PC enthusiasts and gamers are eager to learn more about the next generation consumer graphics cards from Nvidia. Many have already built up their hopes based upon official green team boasts, and various leaks, about the performance of Ampere GPUs. Those information nuggets are still rather thin on the ground though, so the publishing of OptaneBench results from an Nvidia Ampere A100 GPU system user ahead of the weekend was very welcome.
Jules Urbach, CEO of OTOY, the developer and maker of OctaneRender software, shared the Nvidia Ampere A100 GPU benchmark scores on Friday. OctaneRender, and thus OptaneBench, only works on Nvidia CUDA platforms but it is useful for comparing different generation and model GPUs form the green team.
So, what did Urbach find? The Nvidia Ampere A100 GPU scored 446 points in OctaneBench OB4. From this headline result Urbach exclaimed that "Ampere appears to be ~43% faster than Turing in OctaneRender - even w/ RTX off!"
If you look at the OB4 results chart, partly reproduced above, you will see that the best consumer Turing graphics card, the GeForce RTX 2080 Ti, scores 302 points. This is the likely reference for the claim but the A100 provides a 47 rather than 43 per cent performance boost. Actually, the best performing Turing GPU in the results table is the Grid RTX 8000-24Q, scoring 328 points.
In the current OB4 results table you can see Nvidia Volta results take the top places with this GPU architecture behind the leading Titan V, Tesla V100, and Quadro GV100 accelerators.
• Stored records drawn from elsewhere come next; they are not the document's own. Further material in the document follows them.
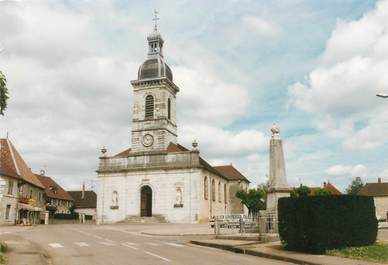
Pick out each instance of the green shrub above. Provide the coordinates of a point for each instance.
(317, 223)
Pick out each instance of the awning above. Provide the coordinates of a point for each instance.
(23, 206)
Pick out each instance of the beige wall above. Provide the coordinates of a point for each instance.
(219, 206)
(381, 204)
(8, 197)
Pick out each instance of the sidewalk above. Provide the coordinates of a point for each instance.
(273, 251)
(23, 252)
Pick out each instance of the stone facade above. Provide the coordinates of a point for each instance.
(157, 176)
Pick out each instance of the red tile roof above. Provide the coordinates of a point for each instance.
(231, 173)
(53, 190)
(13, 165)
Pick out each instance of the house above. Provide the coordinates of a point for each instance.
(157, 177)
(326, 186)
(85, 202)
(379, 191)
(22, 196)
(56, 198)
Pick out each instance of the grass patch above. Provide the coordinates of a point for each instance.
(377, 252)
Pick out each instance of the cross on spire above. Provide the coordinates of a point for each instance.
(155, 19)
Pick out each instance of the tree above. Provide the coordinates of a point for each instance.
(253, 199)
(301, 191)
(355, 187)
(3, 93)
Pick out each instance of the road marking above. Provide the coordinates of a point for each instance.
(108, 243)
(157, 256)
(151, 243)
(55, 245)
(128, 245)
(81, 244)
(175, 245)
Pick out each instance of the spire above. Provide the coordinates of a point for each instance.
(155, 41)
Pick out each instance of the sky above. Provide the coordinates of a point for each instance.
(311, 67)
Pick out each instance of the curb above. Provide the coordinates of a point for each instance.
(153, 234)
(254, 253)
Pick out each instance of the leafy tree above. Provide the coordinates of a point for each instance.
(3, 93)
(301, 191)
(321, 191)
(253, 199)
(355, 187)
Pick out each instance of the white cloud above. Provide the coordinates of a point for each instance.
(341, 90)
(347, 171)
(260, 26)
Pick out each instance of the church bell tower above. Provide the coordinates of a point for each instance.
(154, 100)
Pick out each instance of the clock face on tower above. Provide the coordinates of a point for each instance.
(148, 140)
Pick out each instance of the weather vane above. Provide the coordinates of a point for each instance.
(155, 19)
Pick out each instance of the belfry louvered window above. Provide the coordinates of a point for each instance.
(149, 107)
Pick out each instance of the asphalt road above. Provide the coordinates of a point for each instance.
(125, 245)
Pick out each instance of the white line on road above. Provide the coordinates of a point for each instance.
(151, 244)
(157, 256)
(175, 245)
(81, 244)
(108, 243)
(55, 245)
(128, 245)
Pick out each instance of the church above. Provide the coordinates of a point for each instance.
(157, 178)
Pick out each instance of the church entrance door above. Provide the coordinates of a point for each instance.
(146, 201)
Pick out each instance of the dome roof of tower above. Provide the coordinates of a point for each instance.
(154, 68)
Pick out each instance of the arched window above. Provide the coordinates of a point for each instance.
(149, 107)
(225, 195)
(115, 199)
(219, 191)
(169, 108)
(213, 190)
(205, 188)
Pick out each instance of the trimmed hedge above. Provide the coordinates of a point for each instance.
(316, 223)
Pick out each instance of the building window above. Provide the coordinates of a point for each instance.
(149, 107)
(225, 195)
(205, 189)
(7, 211)
(10, 187)
(169, 109)
(219, 191)
(115, 200)
(213, 190)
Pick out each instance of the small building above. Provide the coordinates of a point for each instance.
(379, 191)
(56, 198)
(85, 202)
(24, 202)
(326, 186)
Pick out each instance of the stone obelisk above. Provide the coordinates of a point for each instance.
(277, 186)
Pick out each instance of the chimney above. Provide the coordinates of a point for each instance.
(83, 191)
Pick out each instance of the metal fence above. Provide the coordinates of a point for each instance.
(262, 223)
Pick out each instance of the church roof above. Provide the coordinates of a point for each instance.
(13, 165)
(52, 189)
(375, 189)
(88, 201)
(231, 173)
(227, 172)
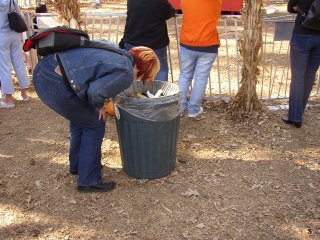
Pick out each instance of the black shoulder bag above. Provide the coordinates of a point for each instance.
(61, 38)
(16, 21)
(312, 18)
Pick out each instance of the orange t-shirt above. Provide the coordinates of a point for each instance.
(199, 22)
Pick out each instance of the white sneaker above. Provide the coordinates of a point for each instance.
(197, 113)
(96, 5)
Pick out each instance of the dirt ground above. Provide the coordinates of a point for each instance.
(250, 179)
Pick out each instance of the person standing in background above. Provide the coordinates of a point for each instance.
(199, 43)
(305, 60)
(11, 54)
(146, 26)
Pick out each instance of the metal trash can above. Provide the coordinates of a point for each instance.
(148, 130)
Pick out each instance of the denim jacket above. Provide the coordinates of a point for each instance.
(97, 74)
(4, 9)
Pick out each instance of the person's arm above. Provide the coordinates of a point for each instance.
(292, 4)
(168, 10)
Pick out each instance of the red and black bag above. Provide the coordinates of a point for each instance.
(57, 39)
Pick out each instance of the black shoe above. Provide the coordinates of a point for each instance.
(76, 172)
(100, 187)
(296, 124)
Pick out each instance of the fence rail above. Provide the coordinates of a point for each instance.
(225, 76)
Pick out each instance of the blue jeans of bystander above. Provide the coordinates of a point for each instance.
(85, 129)
(197, 65)
(305, 60)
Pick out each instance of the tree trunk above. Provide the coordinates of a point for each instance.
(69, 11)
(246, 100)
The Nvidia Ampere A100 GPU is still ahead of these, but only by between 11 to 33 per cent.
As a reminder, the Nvidia Ampere A100 GPU is built on TSMC 7nm with 3D stacking, it contains 54 billion transistors, 3rd gen Tensor cores, 3rd gen NVLink and NVSwitch, , supports Multi-instance GPU (MIG), and is paired with 40GB of super-fast HBM2e memory.